Never underestimate the way political reporters and pundits are uniquely driven to overcomplicate and pointlessly mystify the political process. This is how they all perform for one another, after all. So I'm pretty overjoyed that Politico's Elias Groll has taken up the matter of whether Joe Biden's days are numbered by stating forthrightly that the whole notion is complete bunk:
As much as columnists and pundits might be rubbing their hands at the possibility, if history is any guide, the likelihood of Obama ditching Biden is about the same as the president abandoning his reelection campaign completely and just heading back to Hyde Park.
But still, the talk persists. And nothing that Obama or Cuomo -- who's dismissed the latest float as "political chatter and silliness" -- says will kill it or keep the next rumor from popping up. In presidential politics, empty guessing at who will be the new No. 2 is as reliable as a convention balloon drop.
Boom. Yes. Perfect. And Groll is well versed in the recent history, where -- win or lose, for richer or for poorer, in sickness and in health -- presidents stick by their veep choices, because absent any compelling reason to pick a new running mate (to my mind, this is 'your current running mate dies or is embroiled in a tawdry scandal'), the bottom line is that ditching your partner is tantamount to "admitting a mistake."
Do you like carpentry? Because Groll just keeps on nailing it:
Plus, there's the possibility of backlash. Sure, naming someone new would generate a frenzy of free press and provide a foothold in new political territory, geographically or demographically. But it also would inevitably generate an endless stream of stories speculating about the reasons for the vice president's departure, feeding doubts about the president and anger from the scorned politician's fans. And a booted vice president who decides to start granting interviews -- or worse, sign a book deal for a tell-all book -- is not something a president would be eager to create.

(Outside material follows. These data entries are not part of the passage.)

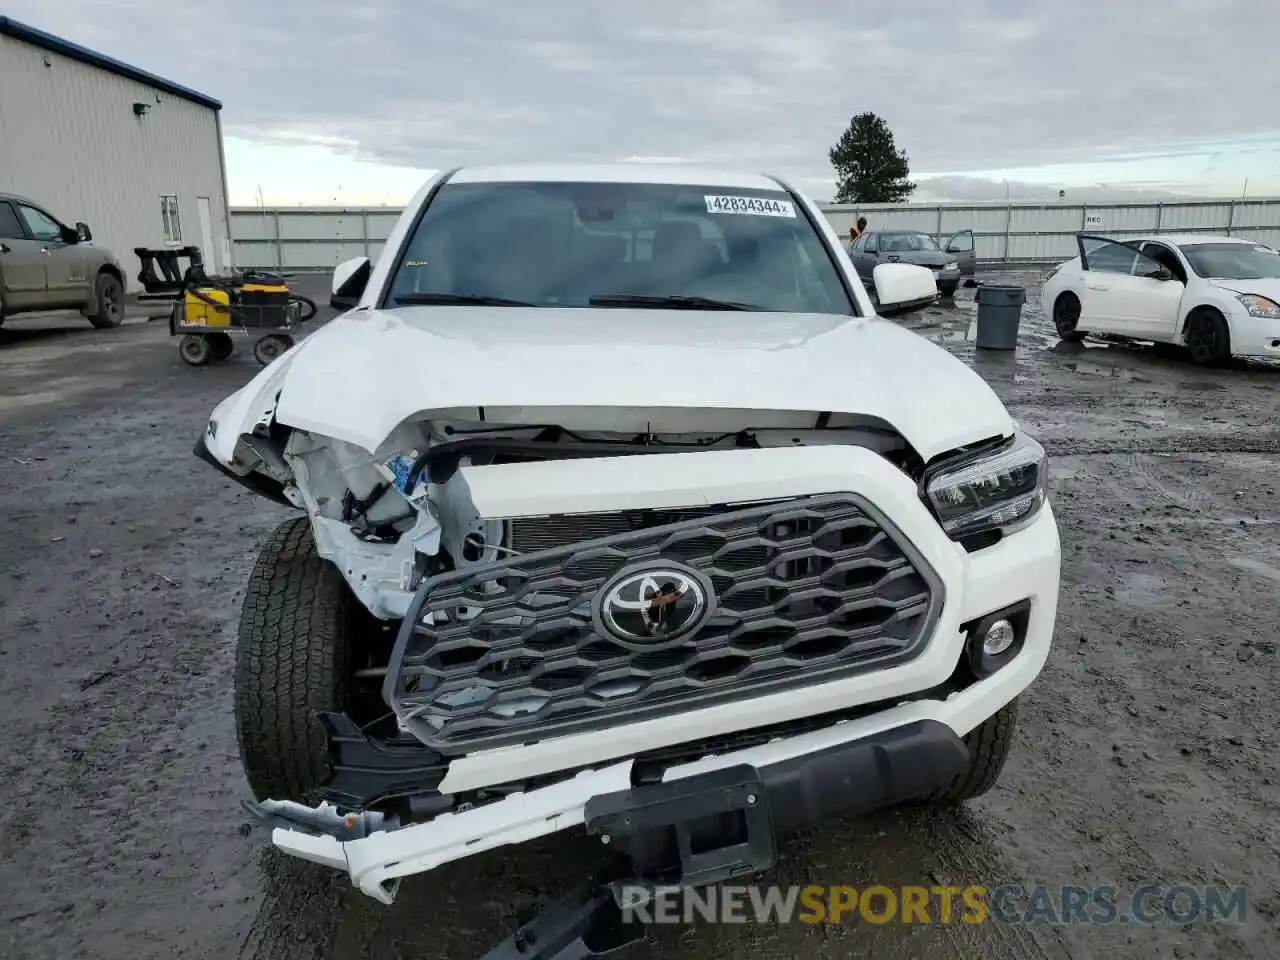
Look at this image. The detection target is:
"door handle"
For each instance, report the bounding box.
[40,247,51,256]
[1087,284,1108,291]
[0,243,9,254]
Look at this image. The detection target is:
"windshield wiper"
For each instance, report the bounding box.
[588,294,752,311]
[393,292,537,306]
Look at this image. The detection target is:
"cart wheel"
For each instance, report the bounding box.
[179,334,212,366]
[208,332,235,361]
[253,334,294,366]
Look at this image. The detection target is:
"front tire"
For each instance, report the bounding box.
[178,334,212,366]
[89,271,125,328]
[208,332,234,360]
[235,517,355,803]
[927,700,1018,804]
[1052,292,1084,342]
[1185,308,1231,366]
[939,282,959,298]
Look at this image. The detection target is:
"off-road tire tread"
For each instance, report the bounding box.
[928,700,1018,804]
[235,517,352,803]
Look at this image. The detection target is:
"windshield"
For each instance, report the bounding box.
[879,232,939,253]
[1178,243,1280,280]
[383,180,856,314]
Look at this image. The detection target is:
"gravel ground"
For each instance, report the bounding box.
[1,272,1277,960]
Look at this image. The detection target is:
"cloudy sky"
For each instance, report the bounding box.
[9,0,1280,204]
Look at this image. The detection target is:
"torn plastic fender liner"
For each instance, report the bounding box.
[193,432,294,508]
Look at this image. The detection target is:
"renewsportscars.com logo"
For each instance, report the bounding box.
[616,884,1249,926]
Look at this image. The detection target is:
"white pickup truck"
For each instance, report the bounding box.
[196,163,1060,954]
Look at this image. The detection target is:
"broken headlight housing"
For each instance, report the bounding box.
[924,432,1048,543]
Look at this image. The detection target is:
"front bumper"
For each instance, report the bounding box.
[271,717,972,905]
[261,444,1060,903]
[1223,307,1280,358]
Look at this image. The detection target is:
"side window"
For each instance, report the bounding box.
[17,204,61,242]
[864,233,879,253]
[161,195,182,243]
[1139,242,1186,281]
[1081,238,1140,275]
[0,201,25,240]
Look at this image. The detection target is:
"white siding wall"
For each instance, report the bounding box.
[0,34,228,292]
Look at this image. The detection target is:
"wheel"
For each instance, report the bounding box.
[254,333,294,366]
[939,282,959,298]
[1052,292,1084,342]
[926,700,1018,804]
[207,332,234,360]
[1185,308,1231,366]
[288,294,318,322]
[89,271,125,328]
[178,334,212,366]
[234,517,356,803]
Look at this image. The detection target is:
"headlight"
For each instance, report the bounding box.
[942,262,959,271]
[924,432,1048,542]
[1237,294,1280,319]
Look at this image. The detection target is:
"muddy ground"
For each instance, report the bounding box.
[1,272,1277,960]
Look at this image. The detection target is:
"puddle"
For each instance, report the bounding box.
[1058,360,1150,383]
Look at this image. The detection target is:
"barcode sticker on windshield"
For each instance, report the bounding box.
[704,195,797,218]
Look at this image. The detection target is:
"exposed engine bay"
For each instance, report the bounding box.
[214,406,925,621]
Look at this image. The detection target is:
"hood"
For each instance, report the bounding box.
[216,306,1012,463]
[1209,277,1280,301]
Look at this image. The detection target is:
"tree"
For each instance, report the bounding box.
[828,112,916,204]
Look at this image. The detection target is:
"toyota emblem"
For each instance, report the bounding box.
[594,561,715,644]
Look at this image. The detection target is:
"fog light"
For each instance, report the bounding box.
[982,619,1016,656]
[963,601,1031,680]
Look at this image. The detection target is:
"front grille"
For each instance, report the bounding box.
[385,493,942,753]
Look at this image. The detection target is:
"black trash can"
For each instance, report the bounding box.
[974,285,1026,350]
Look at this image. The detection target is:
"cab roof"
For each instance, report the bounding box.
[448,163,786,190]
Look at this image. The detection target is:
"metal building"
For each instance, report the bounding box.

Exactly. Switch your vice presidential candidate, and you generate two sorts of news stories. The first is about what part of the base the new guy shores up and what state gets "put in play." But then comes what Groll accurately describes as the "backlash" -- the president is desperate and uncertain, he's acknowledging his vulnerability, grasping at straws. I'll give you three guesses as to what variety of story sticks in the news cycle.
But let's examine the specific set of circumstances -- Obama ditching Biden for a running-mate-to-be-determined. If we think back to the 2008 campaign, it's fair to say that when America was hit by economic calamity, Obama cemented his election by projecting a cool and calm demeanor. His opponent, John McCain, behaved erratically -- remember the quasi campaign suspension? -- and ultimately decided to take a huge gamble on his vice presidential pick. So, with the economy still in crisis in 2011, I'm to believe that it's shrewd political move for Obama to ... behave erratically and take a gamble with the vice presidency? Ditch the guy he put in charge of brokering a debt ceiling deal?
I'm sorry, but that dog won't hunt. That dog gets mocked by the ducks that more competent dogs are hunting.
Groll goes on to make a good case for Biden on the merits, so go read the whole thing. And let's hope it's enough to tamp down any more stories promulgating the mystic wisdom of playing 11th-dimensional chess with the VP pick, for at least a week or so.